L’ancien Premier ministre guinéen, déjà lourdement condamné en première instance à cinq ans de prison et 20 milliards GNF d’amendes et restitution, voit la partie civile alourdir la facture. Son avocat dénonce une « instrumentalisation de la justice ».
Le feuilleton judiciaire de l’ancien Premier ministre guinéen Ibrahima Kassory Fofana a connu une nouvelle accélération, ce jeudi 2 avril, devant la chambre des appels de la Cour de répression des infractions économiques et financières (CRIEF). Alors que la décision de première instance du 27 février 2025 l’avait déjà lourdement sanctionné, la partie civile a frappé un grand coup en réclamant 20 milliards de francs guinéens supplémentaires, pour « appel jugé abusif ».
Cette nouvelle requête, portée par Me Pépé Antoine Lamah, s’ajoute aux décisions déjà prononcées : cinq ans d’emprisonnement, 2 milliards GNF d’amende, confiscation des biens, remboursement de 15 milliards à l’État et 3 milliards de dommages et intérêts. Un total déjà vertigineux que l’appel de la défense pourrait donc encore alourdir.
L’audience, présidée par le juge Daye Mara, a débuté par une formalité procédurale : le compte rendu de l’audition du prévenu, réalisée le 30 mars alors qu’il était hospitalisé, a été transmis à la Cour. Ce document reçu, la juridiction a immédiatement ordonné la clôture des débats, avant de passer aux réquisitions et plaidoiries.
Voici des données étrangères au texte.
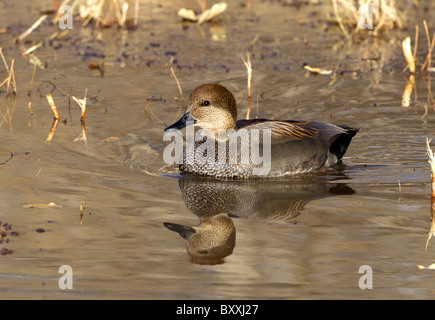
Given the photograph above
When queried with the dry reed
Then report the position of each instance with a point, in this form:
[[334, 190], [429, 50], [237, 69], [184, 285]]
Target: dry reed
[[248, 66]]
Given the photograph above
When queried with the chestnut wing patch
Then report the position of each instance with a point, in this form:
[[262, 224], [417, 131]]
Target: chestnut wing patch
[[295, 130]]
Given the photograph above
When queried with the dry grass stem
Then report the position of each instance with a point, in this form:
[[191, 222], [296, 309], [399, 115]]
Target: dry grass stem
[[52, 106], [248, 66], [374, 15], [29, 92], [339, 20], [11, 80], [409, 56], [432, 165], [52, 131], [82, 136], [82, 105], [178, 83], [30, 30], [406, 96], [31, 49]]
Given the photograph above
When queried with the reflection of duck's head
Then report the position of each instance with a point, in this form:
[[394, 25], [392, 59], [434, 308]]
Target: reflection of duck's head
[[209, 242]]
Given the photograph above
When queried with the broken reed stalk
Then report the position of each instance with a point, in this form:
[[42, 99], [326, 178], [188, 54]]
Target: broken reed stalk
[[82, 105], [432, 165], [339, 21], [406, 46], [178, 83], [52, 106], [30, 30], [10, 78], [29, 92], [248, 66]]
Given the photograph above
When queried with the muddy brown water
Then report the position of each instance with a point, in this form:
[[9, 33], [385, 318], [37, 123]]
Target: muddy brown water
[[295, 238]]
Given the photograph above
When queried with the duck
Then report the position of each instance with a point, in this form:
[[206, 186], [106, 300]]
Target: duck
[[221, 146]]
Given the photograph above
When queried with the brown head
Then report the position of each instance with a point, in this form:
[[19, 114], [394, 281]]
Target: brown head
[[211, 106]]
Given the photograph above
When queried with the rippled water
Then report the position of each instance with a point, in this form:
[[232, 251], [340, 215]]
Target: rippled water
[[295, 238]]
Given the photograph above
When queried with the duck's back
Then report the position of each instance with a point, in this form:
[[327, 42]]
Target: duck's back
[[275, 148]]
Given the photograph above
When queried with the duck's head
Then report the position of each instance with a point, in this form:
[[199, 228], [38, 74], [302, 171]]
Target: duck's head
[[211, 107]]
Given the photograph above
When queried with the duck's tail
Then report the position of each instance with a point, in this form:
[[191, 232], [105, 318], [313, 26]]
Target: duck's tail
[[341, 143]]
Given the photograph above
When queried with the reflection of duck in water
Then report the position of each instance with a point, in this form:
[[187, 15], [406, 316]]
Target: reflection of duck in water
[[215, 202], [209, 242]]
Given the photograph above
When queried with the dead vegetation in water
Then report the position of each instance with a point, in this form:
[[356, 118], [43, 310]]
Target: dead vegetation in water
[[205, 15], [375, 16], [6, 232], [412, 64], [431, 161], [101, 12]]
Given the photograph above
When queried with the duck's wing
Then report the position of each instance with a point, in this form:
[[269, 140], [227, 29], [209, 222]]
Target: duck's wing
[[281, 130]]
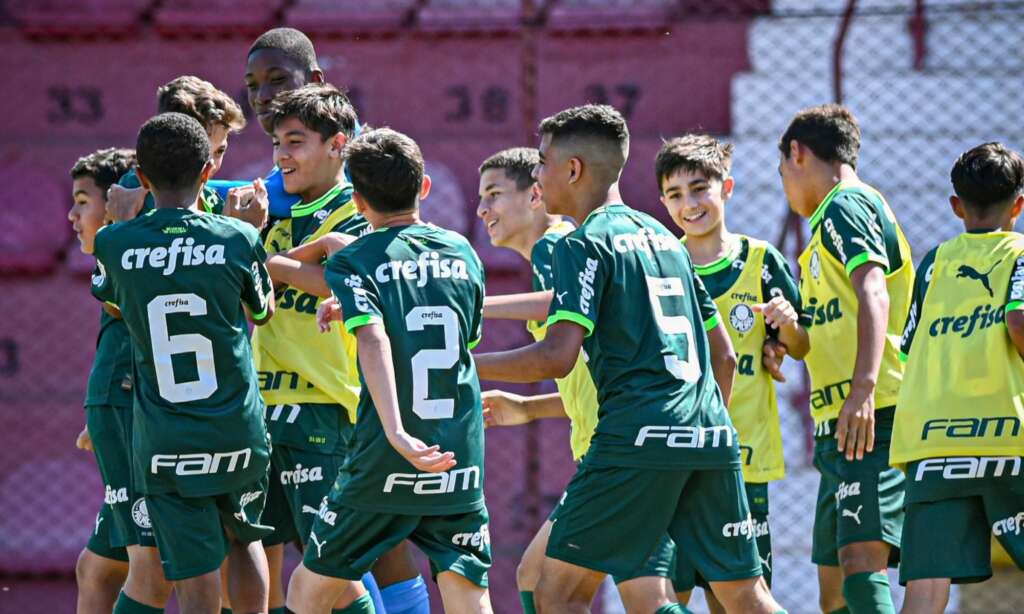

Dans son réquisitoire, Me Pépé Lamah a exhorté la Cour à confirmer purement et simplement le jugement de première instance. Pour justifier sa position, il a développé une argumentation centrée sur la gravité des faits reprochés à l’ancien chef du gouvernement : un détournement présumé de 15 milliards GNF, mais aussi l’existence d’un patrimoine qu’il juge sans rapport avec les revenus officiels du prévenu (environ 15 millions GNF par mois).
« Le rapport de l’Inspection générale d’État (IGE) de mars 2021 fait état d’un prélèvement de 95 % du budget de la MAMRI sur la période 2019-2021. L’ancien Premier ministre a lui-même reconnu être intervenu dans la réaffectation de ces fonds au profit de l’ANIES, sans base légale claire », a martelé l’avocat.
Il a également dénoncé l’implication d’acteurs non habilités, citant notamment le conseiller Ansoumane Camara, dans la gestion des ressources publiques.
Sur le volet de l’enrichissement illicite, la partie civile a mis en lumière un écart saisissant entre les revenus déclarés et les sommes retrouvées sur les comptes bancaires de Kassory : plus d’un milliard GNF, auxquels s’ajoutent d’importants montants en devises étrangères, sans justification tirée d’activités privées.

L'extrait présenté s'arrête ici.